We're getting hard frosts now. In the morning, the ground and my garden are icy white. When the sun finally makes it up above the tree tops, leaves fall in torrents as the heat hits those ice-cold branches and the trees lose their grip on the summer canopy.
"Time is like a handful of sand - the tighter you grasp it, the faster it runs through your fingers"

These days, there is not much space outside of the time I spend with my mother. So I have found when I do not hand over my writing to others, what I am compelled to write about becomes an extension of my conversations and reflections with Mom. The two of us are spending a lot of time looking back. That's where she's most comfortable. The farther back we go, the better her memory. Ask her about an event or person in her childhood and you'll get minute details. Ask her what she had for lunch the minute she finished the last morsel, and you'll get a shrug.

Mom grew up on the Atlantic Ocean just outside of Boston, Massachusetts. Her summers were spent with family on Cape Cod. Her only move was to Michigan and the shores of a much smaller body of water but still huge in its own right, Lake Michigan. This is where Mom has spent the last 68 years of her life and where I grew up.
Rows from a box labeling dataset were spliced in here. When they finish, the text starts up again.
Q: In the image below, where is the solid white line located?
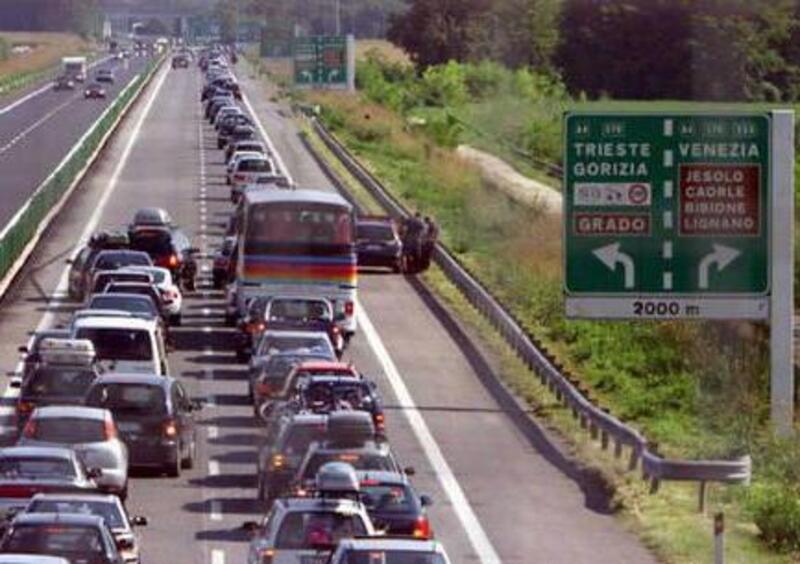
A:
[0,57,111,116]
[7,65,168,378]
[356,304,501,564]
[209,499,222,521]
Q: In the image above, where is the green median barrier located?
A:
[0,59,162,286]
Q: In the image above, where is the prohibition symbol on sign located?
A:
[628,184,649,206]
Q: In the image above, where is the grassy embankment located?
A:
[250,39,800,562]
[0,32,92,96]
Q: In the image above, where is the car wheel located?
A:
[181,437,197,470]
[164,445,181,478]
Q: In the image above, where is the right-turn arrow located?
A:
[592,243,635,288]
[697,243,742,290]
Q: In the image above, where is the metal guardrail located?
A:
[311,117,752,496]
[0,59,162,281]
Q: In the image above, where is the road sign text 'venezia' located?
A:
[564,113,771,318]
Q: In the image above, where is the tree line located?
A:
[388,0,800,101]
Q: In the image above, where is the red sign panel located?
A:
[679,164,761,237]
[573,213,650,236]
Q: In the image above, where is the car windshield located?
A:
[356,224,394,241]
[303,452,395,480]
[275,511,367,550]
[86,383,167,415]
[89,294,158,316]
[237,159,272,172]
[361,480,417,513]
[26,499,128,529]
[258,335,330,356]
[341,548,445,564]
[0,456,76,478]
[26,417,106,444]
[22,366,97,398]
[269,299,332,321]
[94,253,152,270]
[75,327,153,361]
[3,523,104,564]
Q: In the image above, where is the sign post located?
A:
[564,110,794,435]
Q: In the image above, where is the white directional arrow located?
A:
[697,243,742,290]
[592,243,635,288]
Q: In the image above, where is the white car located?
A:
[123,266,183,326]
[71,317,169,376]
[227,151,264,184]
[231,155,276,202]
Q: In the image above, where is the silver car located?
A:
[17,405,128,501]
[25,493,147,564]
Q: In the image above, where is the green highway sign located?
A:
[564,113,771,319]
[294,36,350,88]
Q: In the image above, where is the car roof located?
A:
[0,446,75,460]
[92,372,174,388]
[245,189,352,210]
[13,513,105,527]
[75,312,156,331]
[31,405,108,421]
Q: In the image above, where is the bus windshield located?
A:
[245,199,353,250]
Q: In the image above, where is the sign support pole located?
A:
[770,110,794,437]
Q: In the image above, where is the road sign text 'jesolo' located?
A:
[564,113,771,319]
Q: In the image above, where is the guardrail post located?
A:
[714,511,725,564]
[697,481,708,513]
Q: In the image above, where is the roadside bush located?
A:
[746,482,800,551]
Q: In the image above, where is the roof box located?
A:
[39,337,95,366]
[316,462,359,495]
[328,411,375,445]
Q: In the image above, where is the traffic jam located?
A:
[0,47,450,564]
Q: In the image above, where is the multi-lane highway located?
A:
[0,56,655,564]
[0,53,149,225]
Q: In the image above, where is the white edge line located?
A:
[0,56,113,116]
[7,60,169,374]
[356,304,501,564]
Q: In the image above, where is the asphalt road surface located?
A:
[0,58,655,564]
[0,53,150,228]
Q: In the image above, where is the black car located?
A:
[85,374,200,477]
[0,513,124,564]
[128,225,197,291]
[356,471,433,539]
[356,216,403,272]
[67,231,130,300]
[16,364,100,430]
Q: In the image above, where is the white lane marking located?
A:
[356,304,501,564]
[6,65,169,378]
[0,57,111,116]
[209,499,222,521]
[242,93,294,184]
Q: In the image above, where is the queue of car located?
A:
[195,48,448,564]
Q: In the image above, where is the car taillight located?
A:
[163,419,178,439]
[413,515,431,539]
[103,418,117,441]
[17,401,34,414]
[22,419,36,439]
The other day we talked about spending so much of one's life on or near a beach. There are many wonderful and interesting things about beach life. Watching wildlife, digging clams, and flying kites have been some of our favorites. But in our conversation, Mom seemed to want to focus on sand. We agreed that our beach days will always be a part of us and will forever be most defined by sand. Oh, such a tiny thing for such a long life!
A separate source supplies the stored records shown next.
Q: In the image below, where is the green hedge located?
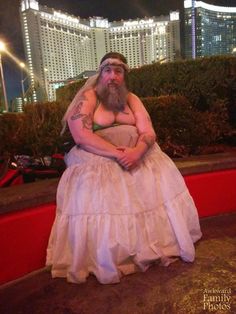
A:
[0,95,232,157]
[0,102,68,156]
[57,56,236,128]
[0,57,236,157]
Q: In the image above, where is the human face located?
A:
[100,65,125,88]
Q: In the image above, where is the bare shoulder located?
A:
[82,88,97,105]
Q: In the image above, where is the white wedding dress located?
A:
[46,125,201,284]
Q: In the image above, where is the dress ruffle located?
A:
[47,125,201,283]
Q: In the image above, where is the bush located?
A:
[142,95,230,156]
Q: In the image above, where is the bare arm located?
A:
[68,90,122,158]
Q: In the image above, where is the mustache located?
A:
[96,81,128,112]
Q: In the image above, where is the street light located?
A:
[0,41,8,111]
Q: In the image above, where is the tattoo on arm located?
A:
[71,99,93,130]
[139,134,155,148]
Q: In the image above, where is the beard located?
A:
[96,82,128,112]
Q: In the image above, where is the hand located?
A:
[116,147,141,170]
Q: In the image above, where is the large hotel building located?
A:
[20,0,180,101]
[184,0,236,58]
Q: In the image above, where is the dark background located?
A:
[0,0,236,101]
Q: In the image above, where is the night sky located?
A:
[0,0,236,100]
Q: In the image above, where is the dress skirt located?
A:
[46,125,202,284]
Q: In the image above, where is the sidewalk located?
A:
[0,213,236,314]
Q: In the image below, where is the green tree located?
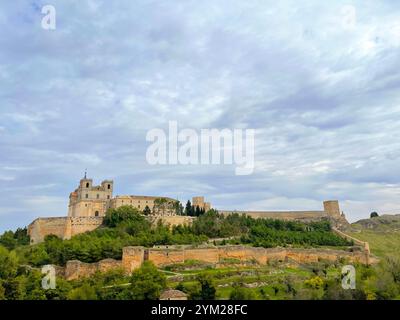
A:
[67,283,97,300]
[185,200,192,216]
[121,261,166,300]
[229,285,256,300]
[0,246,18,279]
[198,274,217,300]
[0,283,6,300]
[143,205,151,216]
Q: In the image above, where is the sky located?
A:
[0,0,400,232]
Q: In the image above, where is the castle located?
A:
[28,173,348,244]
[68,174,177,217]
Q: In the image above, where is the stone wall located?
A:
[64,259,122,280]
[142,246,369,266]
[28,217,103,244]
[219,210,328,222]
[147,215,196,227]
[65,245,375,280]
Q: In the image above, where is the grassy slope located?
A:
[348,215,400,257]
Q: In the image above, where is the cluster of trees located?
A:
[0,228,29,250]
[183,200,205,217]
[6,206,350,266]
[16,206,208,266]
[175,210,352,247]
[0,246,166,300]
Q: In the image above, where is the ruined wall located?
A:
[65,245,376,280]
[219,210,328,222]
[143,245,368,266]
[28,217,103,244]
[147,215,196,227]
[64,259,122,280]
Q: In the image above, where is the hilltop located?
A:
[348,214,400,257]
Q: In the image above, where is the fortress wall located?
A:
[122,247,145,273]
[28,217,103,244]
[153,215,196,227]
[64,259,122,280]
[219,210,328,221]
[65,246,376,280]
[148,249,185,266]
[218,246,267,264]
[28,217,68,244]
[66,217,103,239]
[184,248,220,263]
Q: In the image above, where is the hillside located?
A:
[348,214,400,257]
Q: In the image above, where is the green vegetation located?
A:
[8,206,351,266]
[0,228,29,250]
[0,207,400,300]
[347,215,400,257]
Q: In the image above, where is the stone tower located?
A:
[324,200,341,219]
[68,174,113,217]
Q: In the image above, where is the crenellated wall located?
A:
[28,217,103,244]
[65,245,375,280]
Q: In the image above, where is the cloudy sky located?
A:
[0,0,400,232]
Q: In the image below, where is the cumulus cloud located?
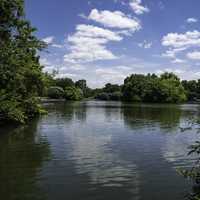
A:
[187,51,200,60]
[129,0,150,15]
[186,17,198,24]
[64,24,123,63]
[42,36,55,44]
[162,30,200,63]
[88,9,141,32]
[162,30,200,48]
[172,58,186,63]
[138,40,153,49]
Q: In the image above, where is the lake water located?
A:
[0,101,200,200]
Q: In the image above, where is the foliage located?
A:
[122,73,186,103]
[182,80,200,101]
[55,78,74,90]
[103,83,121,93]
[95,92,122,101]
[75,80,93,98]
[48,87,64,99]
[64,86,83,101]
[0,0,46,122]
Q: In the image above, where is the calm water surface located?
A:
[0,101,200,200]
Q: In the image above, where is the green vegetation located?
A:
[0,0,200,123]
[48,86,64,99]
[64,86,83,101]
[122,73,187,103]
[0,0,45,123]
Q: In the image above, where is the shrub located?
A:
[48,87,64,99]
[64,86,83,101]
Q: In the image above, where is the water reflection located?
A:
[0,121,50,200]
[0,101,199,200]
We've concluded that our hair, toes, belly buttons and many other unmentionable crevices will always contain at least a few grains of sand. A total cleaning is not possible. We'll both die with sand in some crack. Likewise, we'll forever have sand in our bed.

We are still astounded at how possessions can get lost for a long, long time as the sand shifts and inches forward and backward with the wind and the waves. And that often, with that same shifting, the treasures are unearthed and things long lost return. I remember that vividly with a stuffed toy cat that disappeared for a good three months, only to return with no more damage than need of a good washing.

We agreed that sleeping on the sand makes the best nap. Long after the day has cooled, that patch of sand is still quite warm having absorbed the sun all day. Warm sand, properly piled and molded, will allow for rest so deep you'll drool in your sleep and wake with sand plastered to the side of your face.

We sighed as we remembered the experience of standing at the water's edge and wiggling our feet in the sand. Better than any foot massage we've ever had, our feet emerged baby fresh and buffed.

I serve up this reflection about sand as an opportunity for you to remember the environment that forever defines you. What simple geography has played a big role in defining who you are today? Prairie grasses, a cool and quite pine forest, rocks, an orchard, a pasture? Search for that place in your own life journey. Your eternity is as simple as a grain of sand. I’d love to hear your reflections as you discover your own sands of time.

“To see a world in a grain of sand
And Heaven in a wild flower
Hold infinity in the palm of you hand
And eternity in an hour.”
Auguries of Innocence ~William Blake

“They dined on mince and slices of quince,
Which they ate with a runcible spoon;
And hand in hand, on the edge of the sand,
They danced by the light of the moon.”